Mumbai: TDR rate hits record high of Rs 6,000 a sqft
The sharp rise in TDR — used by developers to build taller buildings in Mumbai — means the cost of new residential or commercial properties will remain high in the coming days.mumbai Updated: Feb 18, 2015 21:25 IST
The rate for Transfer of Development Rights (TDR) has reached an all-time high of Rs 6,000 a sqft.
TDR is the development right or the built-up area granted to plot owners as compensation for surrendering their plots to the civic body for public amenities such as parks.
The sharp rise in TDR — used by developers to build taller buildings in Mumbai — means the cost of new residential or commercial properties will remain high in the coming days.
The rise, however, also resulted in a windfall for the TDR lobby, which was having to make do with a rate of Rs 4,200 a sqft just six months ago.
Builders are making a beeline to purchase TDR from private landowners ever since the state government proposed to link it to the width of the roads and also hike the rates of premium Floor Space Index (FSI).
“We have to buy TDR before the new policy comes to force because there is no way we can undertake projects with reduced FSI,” said Bhavesh Sanghrajka, chairman and managing director, Shraddha Lifescapes.
The new TDR draft policy links incentives to the width of the roads.
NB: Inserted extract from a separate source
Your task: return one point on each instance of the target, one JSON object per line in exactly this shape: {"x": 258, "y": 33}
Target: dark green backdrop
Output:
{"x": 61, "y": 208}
Since a majority of the roads are narrow, the viability of more than 90% of the projects in the suburbs will be affected by reduced FSI.
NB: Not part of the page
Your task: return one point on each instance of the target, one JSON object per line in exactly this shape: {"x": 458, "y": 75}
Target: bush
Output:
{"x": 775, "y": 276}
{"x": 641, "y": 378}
Sunil Mantri, president of the National Real Estate Development Council (NAREDCO), said the hike reduces the scope of price correction. “There is no way we can reduce realty prices after buying TDR at such high costs,” said Mantri.
The price rise is also attributed to the shortage of TDR in the market.
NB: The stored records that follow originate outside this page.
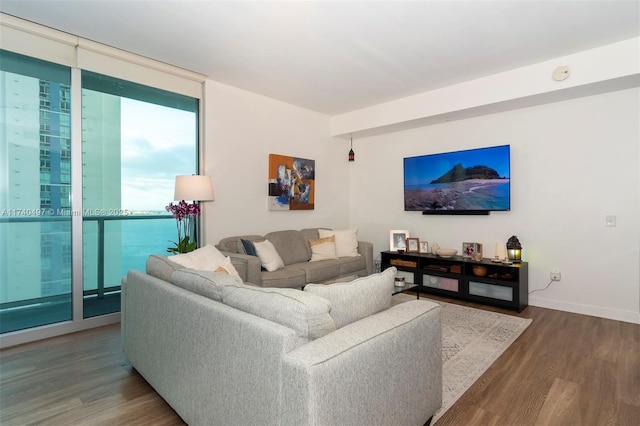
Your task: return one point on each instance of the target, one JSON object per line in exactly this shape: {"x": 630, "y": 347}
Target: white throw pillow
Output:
{"x": 323, "y": 249}
{"x": 358, "y": 299}
{"x": 269, "y": 257}
{"x": 207, "y": 258}
{"x": 346, "y": 241}
{"x": 226, "y": 267}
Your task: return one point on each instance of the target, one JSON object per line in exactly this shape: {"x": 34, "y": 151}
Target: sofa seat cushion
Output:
{"x": 269, "y": 256}
{"x": 350, "y": 265}
{"x": 205, "y": 283}
{"x": 289, "y": 276}
{"x": 319, "y": 271}
{"x": 358, "y": 299}
{"x": 292, "y": 246}
{"x": 306, "y": 313}
{"x": 346, "y": 241}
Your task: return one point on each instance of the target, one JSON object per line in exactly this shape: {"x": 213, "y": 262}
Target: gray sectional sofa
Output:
{"x": 293, "y": 247}
{"x": 221, "y": 352}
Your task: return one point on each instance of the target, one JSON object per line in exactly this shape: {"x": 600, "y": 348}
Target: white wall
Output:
{"x": 573, "y": 163}
{"x": 242, "y": 129}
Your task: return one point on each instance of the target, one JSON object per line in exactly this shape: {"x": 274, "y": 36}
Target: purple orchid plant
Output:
{"x": 185, "y": 215}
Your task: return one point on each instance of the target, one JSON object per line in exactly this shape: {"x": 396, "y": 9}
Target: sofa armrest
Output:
{"x": 386, "y": 368}
{"x": 366, "y": 249}
{"x": 249, "y": 267}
Currently, TDR in Chembur sells at a rate of Rs 6,000 a sqft, while at Bandra it sells at Rs 5,600-Rs 5,800 a sqft. Similarly, TDR in Borivli and Kanjurmarg sells at Rs 4,600-Rs 4,800 a sqft.
TDR has played an important role in the revamp of the suburbs because builders are using it to double the existing FSI of 1 to 2. In 2011, the state government reduced the dependence of TDR by offering 0.33% FSI. This allowed builders to take 0.67% from private parties.
NAREDCO has asked the state government to reverse this formula and increase its cap to 0.67% from 0.33%. “This will boost the revenue for the state exchequer and we will get some relief from private parties,” said Mantri.